LARRY WEBB
Larry Webb was a Fleet Air Arm helicopter pilot when I first came across him. Later he owned an earth moving company based in St Albans, Herts, that amongst other things, blasted the M5 out of the cliffs around Avonmouth. I went from being his RN engineer on choppers to being one of his low loader drivers.
I well remember being buzzed by him in his private helicopter, as I made my way up the A4 from Avonmouth (pre M4) with a dodgy load of a navvy’s caravan. He called me into his office. I expected a bollocking, but he commended me for my initiative and said that as long as what I did with the rig didn’t interfere with legitimate work, he wasn’t bothered.

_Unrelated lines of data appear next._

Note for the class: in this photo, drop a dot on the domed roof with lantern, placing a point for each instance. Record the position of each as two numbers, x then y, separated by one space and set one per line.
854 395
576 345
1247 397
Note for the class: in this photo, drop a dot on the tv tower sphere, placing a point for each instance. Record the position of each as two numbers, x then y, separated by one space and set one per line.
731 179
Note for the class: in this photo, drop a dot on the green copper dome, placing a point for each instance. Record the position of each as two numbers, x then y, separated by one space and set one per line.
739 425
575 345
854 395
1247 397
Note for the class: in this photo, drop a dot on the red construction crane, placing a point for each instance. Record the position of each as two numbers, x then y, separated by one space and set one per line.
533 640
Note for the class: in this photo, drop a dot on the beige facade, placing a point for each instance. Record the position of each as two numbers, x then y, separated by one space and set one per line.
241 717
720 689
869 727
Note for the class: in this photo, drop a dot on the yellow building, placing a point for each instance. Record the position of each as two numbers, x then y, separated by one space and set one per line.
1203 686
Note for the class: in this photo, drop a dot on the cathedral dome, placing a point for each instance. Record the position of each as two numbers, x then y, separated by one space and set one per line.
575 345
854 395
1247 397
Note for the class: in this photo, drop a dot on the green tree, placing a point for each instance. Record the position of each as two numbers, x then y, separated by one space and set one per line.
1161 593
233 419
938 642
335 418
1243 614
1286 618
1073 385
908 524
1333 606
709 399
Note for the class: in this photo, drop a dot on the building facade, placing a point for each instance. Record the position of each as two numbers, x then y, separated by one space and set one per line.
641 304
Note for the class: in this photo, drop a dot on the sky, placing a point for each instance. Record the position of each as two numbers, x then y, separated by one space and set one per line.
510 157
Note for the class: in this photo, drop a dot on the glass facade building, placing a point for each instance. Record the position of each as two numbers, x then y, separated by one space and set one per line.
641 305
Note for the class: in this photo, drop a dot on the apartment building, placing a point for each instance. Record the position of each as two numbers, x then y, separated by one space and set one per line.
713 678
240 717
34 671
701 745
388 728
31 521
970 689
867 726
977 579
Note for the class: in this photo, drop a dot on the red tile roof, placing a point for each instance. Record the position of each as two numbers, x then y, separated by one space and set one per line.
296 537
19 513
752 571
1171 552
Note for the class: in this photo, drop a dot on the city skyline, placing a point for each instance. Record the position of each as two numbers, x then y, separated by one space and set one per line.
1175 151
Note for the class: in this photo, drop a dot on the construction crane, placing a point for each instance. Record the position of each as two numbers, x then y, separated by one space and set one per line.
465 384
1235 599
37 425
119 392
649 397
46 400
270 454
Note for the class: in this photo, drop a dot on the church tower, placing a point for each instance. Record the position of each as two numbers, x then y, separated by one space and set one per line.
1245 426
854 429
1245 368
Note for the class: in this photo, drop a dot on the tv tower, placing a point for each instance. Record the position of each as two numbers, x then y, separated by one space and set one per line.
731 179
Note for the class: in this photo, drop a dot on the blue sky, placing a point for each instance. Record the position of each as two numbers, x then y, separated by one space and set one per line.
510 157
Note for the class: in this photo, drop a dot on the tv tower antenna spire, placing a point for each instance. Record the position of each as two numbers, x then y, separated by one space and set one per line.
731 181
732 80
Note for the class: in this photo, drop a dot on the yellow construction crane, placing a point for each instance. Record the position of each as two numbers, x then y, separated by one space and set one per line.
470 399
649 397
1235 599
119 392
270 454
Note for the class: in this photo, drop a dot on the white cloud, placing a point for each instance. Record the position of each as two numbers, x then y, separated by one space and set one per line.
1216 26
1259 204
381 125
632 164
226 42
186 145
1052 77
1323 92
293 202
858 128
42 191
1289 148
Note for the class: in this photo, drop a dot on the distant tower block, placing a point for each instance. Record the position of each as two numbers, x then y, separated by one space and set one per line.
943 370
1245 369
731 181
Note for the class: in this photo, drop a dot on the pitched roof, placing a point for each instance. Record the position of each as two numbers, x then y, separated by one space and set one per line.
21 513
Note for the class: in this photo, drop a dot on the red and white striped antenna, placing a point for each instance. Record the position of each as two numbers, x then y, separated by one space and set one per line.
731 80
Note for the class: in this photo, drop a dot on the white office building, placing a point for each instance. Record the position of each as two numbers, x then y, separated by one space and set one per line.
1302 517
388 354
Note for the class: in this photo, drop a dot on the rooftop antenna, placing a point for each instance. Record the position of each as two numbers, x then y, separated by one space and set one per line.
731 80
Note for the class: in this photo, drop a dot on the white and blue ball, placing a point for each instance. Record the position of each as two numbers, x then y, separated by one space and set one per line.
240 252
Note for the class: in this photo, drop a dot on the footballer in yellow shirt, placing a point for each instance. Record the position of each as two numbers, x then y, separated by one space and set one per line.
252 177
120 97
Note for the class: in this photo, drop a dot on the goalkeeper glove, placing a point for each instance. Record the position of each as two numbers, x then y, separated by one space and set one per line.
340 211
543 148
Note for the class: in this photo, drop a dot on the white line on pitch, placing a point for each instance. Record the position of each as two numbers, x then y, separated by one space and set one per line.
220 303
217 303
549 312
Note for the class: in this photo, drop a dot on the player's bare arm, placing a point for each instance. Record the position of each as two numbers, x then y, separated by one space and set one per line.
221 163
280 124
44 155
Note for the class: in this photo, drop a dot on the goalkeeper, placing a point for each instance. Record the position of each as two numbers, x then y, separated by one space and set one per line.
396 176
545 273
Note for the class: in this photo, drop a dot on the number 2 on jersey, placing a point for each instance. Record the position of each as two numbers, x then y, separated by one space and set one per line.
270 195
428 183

In 1971, he took his luxury cruiser, Laguna, across to Cherbourg, but holed it on a submerged war-time wreck in the wrong harbour entrance. The boat was lifted out before it sank. I was sent over the channel to pick it up, with a junior office boy as a driver’s mate, cos he could speak a bit of schoolboy French.
We loaded the boat in Cherbourg docks, but the load was too high at 17ft to fit on the Cherbourg ferry, so we were faced with an overland trip around to Le Havre. The police wouldn’t let us move without ■■■■■■, which meant we had to stay in Cherbourg for a week while a French haulage firm sorted out the paperwork. Living in the boat on the back of the trailer was bliss! Especially as Larry had fully stocked the bar. We thought we had better drink it all otherwise we might have a problem at customs. The parties with local girls was great! There was an early tape stereo system installed.
Eventually we got away under ■■■■■■. Because the load was high it was a slow run. My ‘driver’s mate’, was on the boat’s flying bridge. If he saw cables that were too low he would sound the boat’s fog horn. I would stop. He would then pass the cables over the top of the boat using a piece of wood while I crept forward, as many of them were live!
At one point we came across a new road bridge that was too low to get under. We had to take the rig up a site haul road, over the bridge, and back down the other side.
Eventually we got to the ferry, and after a smooth crossing on the upper deck arrived in Portsmouth, where customs impounded us.
There were a few bottles of booze left that we couldn’t drink, so we hid them in the toilet, which stank as it hadn’t been emptied for weeks. We thought the customs man wouldn’t look there, but he did. He found the bottles. He set them out on the galley table and inspected them. We thought we were in deep crap. Then he said, “You have been silly boys! All this stuff was bought in UK, so there is no duty due on it!”
The cruiser was unloaded in a Southampton boatyard. The trip still brings back great memories as it was the precursor of the luxury sleeper cab, having an ocean going cruiser with a bar and two double berths on the trailer to sleep in overnight. The girls loved it, French or English.
Sadly, a few years later, Larry, his wife and his son, were killed when he flew his helicopter into the sea in thick fog on his way back from France where he had gone for a meal. His daughter, who was unwell and didn’t go on the trip inherited the firm. She sold it to Bovis. That’s when I left.